Stepping outside, I take a deep breath, proud that I kept it semi together. I’ll have a fresh cry when I get home and then head downstairs to have a couple of drinks with Lance and his friends.

Chris stops me as I reach my door handle. “I wanted to thank you again for the food. That was really thoughtful. It’ll be nice not to worry about cooking for ourselves.” He leans down, kissing my cheek before he disappears back into the house.

The whole drive home I can still feel my cheek tingling from his kiss…weird.

Chris

I stare blindly at the casket in front of me as the pastor from my grandparents’ church talks about well…I’m not really even listening. The funeral home did a wonderful job and she looked healthy, beautiful, and like she was sleeping.

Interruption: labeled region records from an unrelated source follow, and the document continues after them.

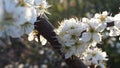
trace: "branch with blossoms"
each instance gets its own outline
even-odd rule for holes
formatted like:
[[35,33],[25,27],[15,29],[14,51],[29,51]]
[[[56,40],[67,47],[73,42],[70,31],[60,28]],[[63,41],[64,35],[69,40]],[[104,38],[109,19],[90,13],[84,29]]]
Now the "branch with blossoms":
[[55,29],[45,16],[49,7],[46,0],[0,0],[0,37],[29,34],[29,41],[50,42],[69,68],[105,68],[108,56],[97,44],[106,29],[107,36],[120,35],[120,14],[112,17],[104,11],[93,18],[71,18]]

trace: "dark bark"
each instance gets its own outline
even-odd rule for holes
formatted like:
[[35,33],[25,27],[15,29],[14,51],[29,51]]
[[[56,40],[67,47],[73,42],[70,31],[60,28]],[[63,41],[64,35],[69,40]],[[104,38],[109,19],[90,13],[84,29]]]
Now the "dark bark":
[[54,50],[61,55],[69,68],[87,68],[87,66],[83,64],[83,62],[76,56],[73,56],[74,58],[64,58],[64,53],[61,51],[62,45],[58,42],[56,38],[57,35],[53,31],[54,26],[52,26],[49,21],[38,17],[34,25],[35,29],[38,30],[39,35],[41,34],[47,39],[48,42],[50,42]]

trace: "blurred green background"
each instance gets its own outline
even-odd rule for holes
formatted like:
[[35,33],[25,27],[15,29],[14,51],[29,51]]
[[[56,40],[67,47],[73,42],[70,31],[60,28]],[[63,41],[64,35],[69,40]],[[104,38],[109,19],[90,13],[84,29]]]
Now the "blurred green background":
[[[120,12],[120,0],[47,0],[49,21],[58,22],[71,17],[93,17],[95,13],[108,11],[113,16]],[[120,41],[118,37],[105,38],[99,47],[107,52],[107,68],[120,68]],[[0,38],[0,68],[68,68],[49,43],[45,46],[22,38]]]

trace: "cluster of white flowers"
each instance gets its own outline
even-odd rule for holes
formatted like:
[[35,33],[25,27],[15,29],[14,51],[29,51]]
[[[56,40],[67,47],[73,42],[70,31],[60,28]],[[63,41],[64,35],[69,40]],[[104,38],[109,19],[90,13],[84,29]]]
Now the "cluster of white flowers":
[[46,0],[0,0],[0,37],[29,34],[48,7]]
[[100,48],[88,48],[80,57],[83,62],[88,65],[95,65],[96,67],[105,68],[105,61],[108,60],[106,52],[102,52]]
[[[76,55],[90,64],[95,64],[104,68],[103,61],[106,61],[106,53],[96,47],[97,43],[102,42],[103,31],[109,29],[108,36],[120,35],[120,14],[114,17],[107,11],[101,14],[96,13],[93,18],[82,18],[81,20],[71,18],[61,22],[55,32],[58,34],[58,40],[62,44],[62,51],[65,58]],[[89,47],[92,47],[90,49]],[[93,54],[95,54],[93,56]]]
[[75,18],[71,18],[64,20],[60,24],[60,27],[55,30],[60,36],[58,40],[63,45],[65,58],[69,58],[72,55],[79,55],[88,47],[88,43],[80,40],[82,30],[85,30],[85,28],[83,23],[80,23],[80,21]]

My dad, understandably so, lost it and openly wept. I worry about him, and how he’s going to handle being without her. Hell, what am I going to do without her? I have no clue, but I miss her terribly already. My dreams are plagued with visions of her slipping away from me.

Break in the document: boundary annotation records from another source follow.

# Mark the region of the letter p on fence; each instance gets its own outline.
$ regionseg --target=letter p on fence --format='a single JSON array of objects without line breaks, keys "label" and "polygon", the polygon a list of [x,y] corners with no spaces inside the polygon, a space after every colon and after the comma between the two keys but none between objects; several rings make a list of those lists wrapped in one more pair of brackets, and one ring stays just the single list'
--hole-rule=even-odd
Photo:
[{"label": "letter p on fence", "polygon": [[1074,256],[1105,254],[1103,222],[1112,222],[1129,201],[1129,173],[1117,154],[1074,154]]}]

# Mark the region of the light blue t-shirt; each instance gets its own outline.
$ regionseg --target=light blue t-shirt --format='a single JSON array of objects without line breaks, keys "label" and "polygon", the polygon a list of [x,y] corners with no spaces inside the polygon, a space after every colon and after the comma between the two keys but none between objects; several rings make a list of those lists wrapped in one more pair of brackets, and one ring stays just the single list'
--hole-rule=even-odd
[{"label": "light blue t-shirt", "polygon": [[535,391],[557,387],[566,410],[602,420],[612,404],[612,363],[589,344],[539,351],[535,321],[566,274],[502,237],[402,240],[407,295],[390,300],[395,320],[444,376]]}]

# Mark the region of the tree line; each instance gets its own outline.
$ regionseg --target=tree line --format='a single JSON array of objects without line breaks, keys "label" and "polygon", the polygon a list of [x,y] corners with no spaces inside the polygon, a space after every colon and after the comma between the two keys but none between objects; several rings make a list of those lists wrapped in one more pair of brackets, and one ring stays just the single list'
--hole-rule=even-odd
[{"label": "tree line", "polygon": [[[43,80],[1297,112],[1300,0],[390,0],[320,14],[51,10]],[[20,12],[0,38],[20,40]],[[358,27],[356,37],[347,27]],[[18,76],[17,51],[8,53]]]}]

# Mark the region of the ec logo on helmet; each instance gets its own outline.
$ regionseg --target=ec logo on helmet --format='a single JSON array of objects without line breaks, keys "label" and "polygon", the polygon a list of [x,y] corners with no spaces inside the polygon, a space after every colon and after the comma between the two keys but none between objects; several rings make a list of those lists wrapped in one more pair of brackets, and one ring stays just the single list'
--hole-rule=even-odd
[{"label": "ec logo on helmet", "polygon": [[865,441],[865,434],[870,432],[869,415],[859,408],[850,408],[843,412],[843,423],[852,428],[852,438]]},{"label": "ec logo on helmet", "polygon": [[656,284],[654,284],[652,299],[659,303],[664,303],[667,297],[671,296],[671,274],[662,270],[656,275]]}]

Last night I dreamt that it wasn’t my mom slipping away from me, but Haddie Carmichael. She’s willowy as it is, and watching her become skeletal caused me to wake up with a start. I wasn’t sure why she was on my mind, but she’s my best friend’s baby sister, and she needed to get out before I got myself into trouble.

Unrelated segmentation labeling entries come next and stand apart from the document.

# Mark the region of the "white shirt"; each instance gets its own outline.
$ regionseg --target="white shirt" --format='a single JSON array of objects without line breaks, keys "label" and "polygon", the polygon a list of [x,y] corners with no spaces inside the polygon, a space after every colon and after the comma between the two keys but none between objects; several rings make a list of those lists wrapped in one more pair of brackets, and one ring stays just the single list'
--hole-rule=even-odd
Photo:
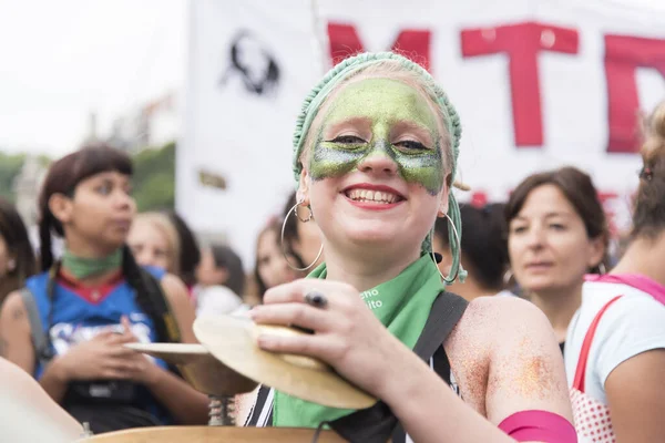
[{"label": "white shirt", "polygon": [[584,282],[582,306],[569,326],[564,351],[566,378],[572,387],[591,322],[610,300],[623,296],[603,315],[589,351],[584,391],[604,404],[605,381],[616,367],[638,353],[665,348],[665,305],[657,299],[665,300],[665,287],[645,277],[637,277],[644,285],[607,282],[612,277]]}]

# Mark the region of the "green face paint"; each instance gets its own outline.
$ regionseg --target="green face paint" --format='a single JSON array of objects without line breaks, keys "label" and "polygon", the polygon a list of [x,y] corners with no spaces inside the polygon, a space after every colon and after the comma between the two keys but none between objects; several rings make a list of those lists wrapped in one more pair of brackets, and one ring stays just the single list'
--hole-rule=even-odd
[{"label": "green face paint", "polygon": [[[351,119],[368,123],[344,123]],[[370,140],[346,130],[326,140],[326,128],[339,124],[345,128],[369,126]],[[424,146],[413,137],[391,141],[391,131],[399,124],[426,132],[433,146]],[[362,80],[345,87],[328,110],[309,161],[309,174],[314,179],[339,177],[372,155],[386,155],[397,164],[405,181],[437,195],[444,181],[438,141],[436,116],[415,89],[396,80]]]}]

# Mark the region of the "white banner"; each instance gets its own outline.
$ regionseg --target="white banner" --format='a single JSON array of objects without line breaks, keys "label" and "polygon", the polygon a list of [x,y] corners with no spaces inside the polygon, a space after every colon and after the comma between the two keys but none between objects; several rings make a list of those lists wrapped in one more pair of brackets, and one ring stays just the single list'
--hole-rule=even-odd
[{"label": "white banner", "polygon": [[665,97],[665,17],[605,1],[191,2],[176,205],[224,233],[246,268],[294,189],[291,132],[334,61],[399,49],[461,115],[461,200],[504,200],[526,175],[589,172],[613,226],[628,223],[638,113]]}]

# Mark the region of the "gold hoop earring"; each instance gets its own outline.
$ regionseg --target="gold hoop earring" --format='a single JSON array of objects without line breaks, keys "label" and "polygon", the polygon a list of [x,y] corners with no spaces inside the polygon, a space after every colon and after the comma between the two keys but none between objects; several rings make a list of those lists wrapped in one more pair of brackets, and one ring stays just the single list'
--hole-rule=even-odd
[{"label": "gold hoop earring", "polygon": [[507,270],[503,274],[503,285],[508,286],[510,284],[510,280],[512,280],[512,278],[513,278],[512,269]]},{"label": "gold hoop earring", "polygon": [[309,266],[306,266],[304,268],[298,268],[297,266],[294,266],[289,260],[288,260],[288,254],[286,253],[286,248],[284,247],[284,231],[286,230],[286,222],[288,220],[288,217],[291,215],[293,212],[296,212],[296,218],[299,219],[303,223],[307,223],[311,219],[311,209],[309,209],[309,217],[307,218],[307,220],[301,220],[300,217],[298,217],[298,212],[296,210],[298,208],[298,205],[301,205],[303,200],[296,203],[289,210],[288,213],[286,213],[286,216],[284,217],[284,222],[282,222],[282,237],[280,237],[280,243],[279,246],[282,247],[282,255],[284,256],[284,259],[286,260],[286,264],[288,265],[289,268],[291,268],[293,270],[307,270],[309,268],[311,268],[319,258],[321,258],[321,254],[324,254],[324,244],[321,243],[321,247],[319,248],[319,253],[317,254],[316,258],[314,259],[313,262],[309,264]]},{"label": "gold hoop earring", "polygon": [[[457,228],[454,227],[454,223],[452,223],[452,219],[450,218],[450,216],[448,214],[443,214],[443,215],[446,216],[446,218],[448,218],[448,226],[450,226],[452,228],[452,234],[454,235],[456,241],[458,244],[458,250],[461,251],[462,250],[462,244],[460,241],[460,235],[458,234]],[[431,244],[431,241],[430,241],[430,244]],[[430,255],[432,256],[432,259],[434,260],[434,262],[437,262],[437,256],[434,255],[434,245],[430,245],[430,248],[431,248]],[[452,247],[450,247],[450,251],[452,253]],[[441,276],[441,278],[443,279],[443,281],[446,281],[448,285],[452,285],[454,282],[454,280],[460,275],[460,269],[462,269],[462,264],[461,262],[458,264],[458,267],[454,270],[454,276],[452,276],[452,278],[450,278],[450,275],[443,276],[443,274],[441,272],[441,270],[437,266],[437,270],[439,271],[439,275]]]}]

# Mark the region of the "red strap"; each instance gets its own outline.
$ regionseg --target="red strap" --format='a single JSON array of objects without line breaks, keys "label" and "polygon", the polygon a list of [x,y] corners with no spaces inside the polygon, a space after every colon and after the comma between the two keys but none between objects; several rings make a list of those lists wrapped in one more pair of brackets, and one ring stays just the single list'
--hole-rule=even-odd
[{"label": "red strap", "polygon": [[595,330],[598,327],[601,317],[603,317],[607,308],[610,308],[610,306],[612,306],[612,303],[618,300],[620,298],[622,298],[622,296],[616,296],[612,300],[607,301],[607,303],[605,303],[605,306],[601,308],[598,313],[596,313],[595,318],[591,322],[591,326],[589,327],[589,330],[586,331],[584,342],[582,343],[582,351],[580,352],[580,360],[577,361],[577,368],[575,369],[575,379],[573,381],[573,388],[575,388],[580,392],[584,392],[584,375],[586,375],[586,361],[589,360],[589,350],[591,349],[591,342],[593,341],[593,336],[595,336]]}]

At the end of the service, the pallbearers, Joe, his brother Parker, their dad, and a couple of my cousins get Mom’s casket on the cart or whatever it is called. My dad and I follow behind them right out of the church.

We climb into the limousine along with my mom’s brother, Charles. My maternal grandparents died when I was still a kid. My dad’s dad is the only one left of his side, and he climbs in, sitting beside his brother-in-law.

I watch the passing scenery as we make our way toward the cemetery. I don’t know how my dad’s going to survive this. I practically had to get him dressed today. He’s not sleeping, but granted it’s only been four days since she passed.

When we reach the burial site we all get out and slowly make our way to the black awning and take our seats in the front row. My stomach pitches as I stare at the hole that’s right in front of me.

The graveside service goes quickly and I keep it together until my dad goes up to the casket with a red rose. He bends down and kisses the wood. “I’ll love you forever, my beautiful Madison.” Dad steps back slowly and I can tell it’s killing him to do so.

I get up and walk right past Dad, kissing the coffin as well. “I love you, Mom. Thank you for giving me so much love.”

I look at all of the people who came, and the one person who comes into focus is Haddie, who is standing with her sister, Abby. Her eyes are red, like she’s been crying or is about to. There’s an invisible pull that’s telling me to go to her, to comfort her, but I see Joe watching me, watching her.

I give him a chin lift and walk toward my dad, then lead him off to the side. We watch everyone stop and touch my mom’s coffin, saying their own goodbyes. My uncle leads my dad to the limo and I stand right where I’m at and watch them lower her into the ground.

My heart beats a mad, angry rhythm in my chest and all I want to do is tilt my head back and scream bloody murder. I close my eyes and will the feeling to go away, but it doesn’t—not until a soft, slender hand grabs hold of mine.

“It doesn’t seem like it now, but things will get better.” Her voice is soft and melodic, soothing the anger that wants to escape.